2. LangChain Drop-In

from aura import Aura
from aura.langchain import AuraMemory

brain = Aura("./memory")
memory = AuraMemory(brain)

# Works with any LangChain chain
chain = ConversationChain(llm=llm, memory=memory)

AuraChatMessageHistory implements the full BaseChatMessageHistory interface. AuraMemory is duck-type compatible with ConversationBufferMemory. No changes to your existing code.

3. Adaptive Recall

# After recall, tell Aura what was useful
results = brain.recall_structured("deployment steps", top_k=5)
for score, record in results:
    if was_helpful(record):
        brain.feedback(record.id, useful=True)   # +0.1 strength
    else:
        brain.feedback(record.id, useful=False)  # -0.15 strength

Over time, noise naturally decays while valuable memories get reinforced.
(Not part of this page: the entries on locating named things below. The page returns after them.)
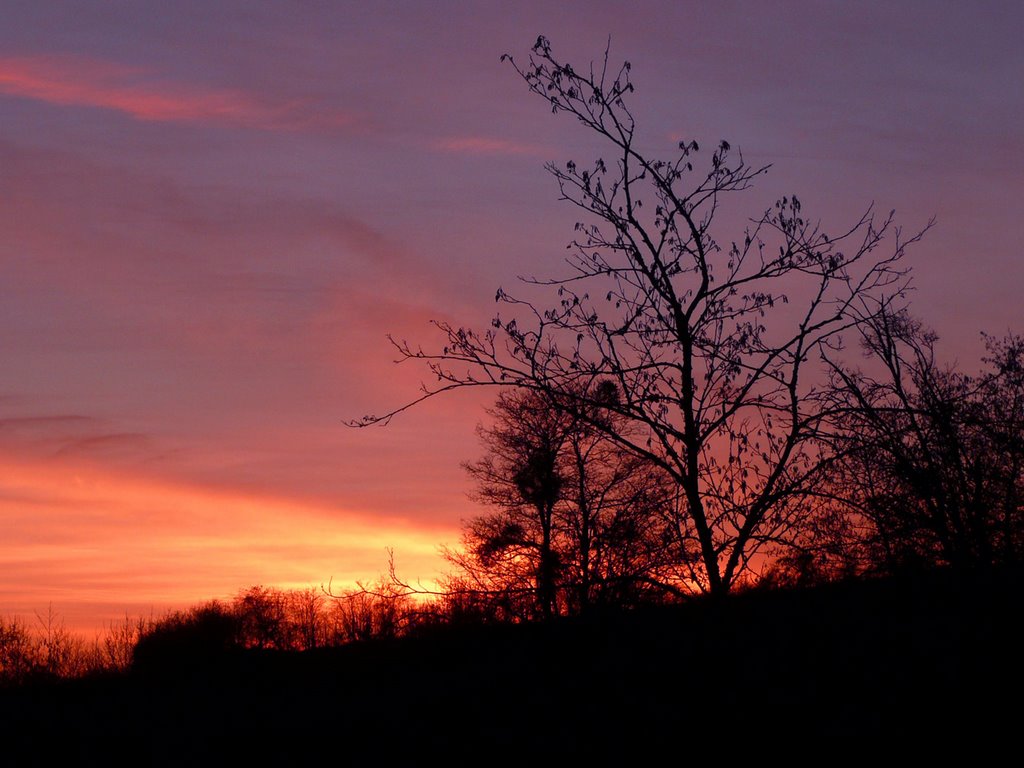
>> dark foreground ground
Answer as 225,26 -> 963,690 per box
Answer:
0,575 -> 1024,766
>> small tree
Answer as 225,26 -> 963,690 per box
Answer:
358,37 -> 921,593
831,312 -> 1024,570
449,383 -> 672,617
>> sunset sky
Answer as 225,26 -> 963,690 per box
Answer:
0,0 -> 1024,628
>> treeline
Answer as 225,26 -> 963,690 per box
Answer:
0,577 -> 512,685
0,314 -> 1024,683
438,313 -> 1024,621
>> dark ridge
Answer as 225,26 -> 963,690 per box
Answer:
0,573 -> 1024,766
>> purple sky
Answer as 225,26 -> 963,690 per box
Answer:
0,0 -> 1024,624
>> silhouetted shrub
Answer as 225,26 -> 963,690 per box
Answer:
132,600 -> 243,670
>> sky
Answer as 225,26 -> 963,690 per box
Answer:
0,0 -> 1024,629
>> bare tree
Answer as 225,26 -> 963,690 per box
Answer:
357,37 -> 921,593
830,312 -> 1024,570
447,382 -> 675,617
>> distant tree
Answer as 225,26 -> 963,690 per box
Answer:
357,37 -> 921,594
830,312 -> 1024,570
447,382 -> 679,617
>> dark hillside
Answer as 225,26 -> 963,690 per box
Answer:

No other memory SDK has this built-in.

4. Memory Versioning

# Save state before experiment
brain.snapshot("before_refactor")

# ... agent does things ...

# Something went wrong? Roll back
brain.rollback("before_refactor")

# Or compare states
diff = brain.diff("before_refactor", "after_refactor")
print(f"Added: {diff['added']}, Removed: {diff['removed']}")

5. Agent-to-Agent Sharing

# Agent A exports relevant context
fragment = agent_a.export_context("user preferences", top_k=5)

# Agent B imports it (strength halved, tagged "shared")
agent_b.import_context(fragment)

The protocol envelope includes version and provenance metadata. Imported records arrive with reduced trust — they need to prove themselves.
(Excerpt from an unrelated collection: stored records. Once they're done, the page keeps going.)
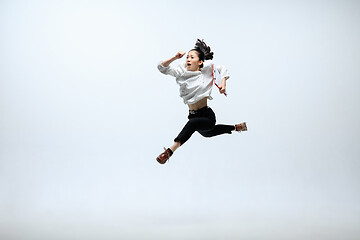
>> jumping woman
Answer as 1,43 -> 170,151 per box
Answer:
156,39 -> 247,164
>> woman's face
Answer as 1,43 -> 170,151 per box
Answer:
186,51 -> 203,71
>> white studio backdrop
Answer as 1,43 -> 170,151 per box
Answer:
0,1 -> 360,240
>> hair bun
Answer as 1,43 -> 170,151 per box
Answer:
195,39 -> 214,60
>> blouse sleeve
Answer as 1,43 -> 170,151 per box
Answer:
216,65 -> 230,80
158,61 -> 184,78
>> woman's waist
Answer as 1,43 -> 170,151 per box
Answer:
188,97 -> 207,111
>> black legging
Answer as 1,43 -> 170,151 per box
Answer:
174,106 -> 235,145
6. C FFI — Aura as a Platform

#include "aura.h"

AuraHandle* h = aura_open("./memory");
aura_store(h, "Remember this", NULL, NULL);

char* result = aura_recall(h, "what to remember", 5);
printf("%s\n", result);
aura_free_string(result);
aura_close(h);

Working examples in Go and C#. Any language with C FFI can use Aura.

7. OpenTelemetry

[features]
telemetry = ["opentelemetry", "opentelemetry_sdk", "opentelemetry-otlp", "tracing-opentelemetry"]

17 key functions instrumented with #[instrument] spans. OTLP export to any collector. Grafana dashboard template included.

The Bug That Took 8 Hours

Fun story: our CI was timing out at 6+ hours. We tried increasing timeouts, switching to release builds, reducing the test matrix. Nothing worked.

Turns out: Aura struct didn't have a Drop implementation. When tests ended without calling close(), internal file handles wouldn't release. Each test hung for 5 minutes waiting for a timeout that never came. 28 tests x 5 min = CI death.

Fix: 9 lines of code.

impl Drop for Aura {
    fn drop(&mut self) {
        self.stop_background();
        let _ = self.flush();
        let _ = self.storage.flush();
        let _ = self.index.save();
    }
}

Now 503 tests pass in 7 minutes. Sometimes the hardest bugs are the simplest ones.

Try It

pip install aura-memory

from aura import Aura

brain = Aura("./my_agent_memory")
brain.store("User prefers concise answers", level="Identity")

context = brain.recall("how should I respond?")
# Returns formatted context for your LLM's system prompt

Star the repo if this is useful. PRs and issues welcome.

Top comments (1)

mote • Apr 18

Great breakdown of the recall problem. The temporal query angle is something most AI memory tutorials gloss over — treating time as just another filter field is a recipe for slow queries at scale.

The versioning approach is interesting, but I wonder how it handles the cold start problem in embodied AI. When a robot boots up, it often needs to reconstruct context from fragmented, noisy sensor data — not just version history. Did you find that naive timestamp-based retrieval was a bottleneck before you built the temporal layer?

For anyone wrestling with similar problems on resource-constrained hardware (Raspberry Pi-class devices), one thing that helped us was keeping the memory engine entirely local — no network round-trips for recall. The latency profile changes completely when you are measuring in microseconds instead of milliseconds.

Curious: how does Aura handle conflicting memories? Say two observations contradict each other — do you use recency, confidence scores, or something else to prioritize?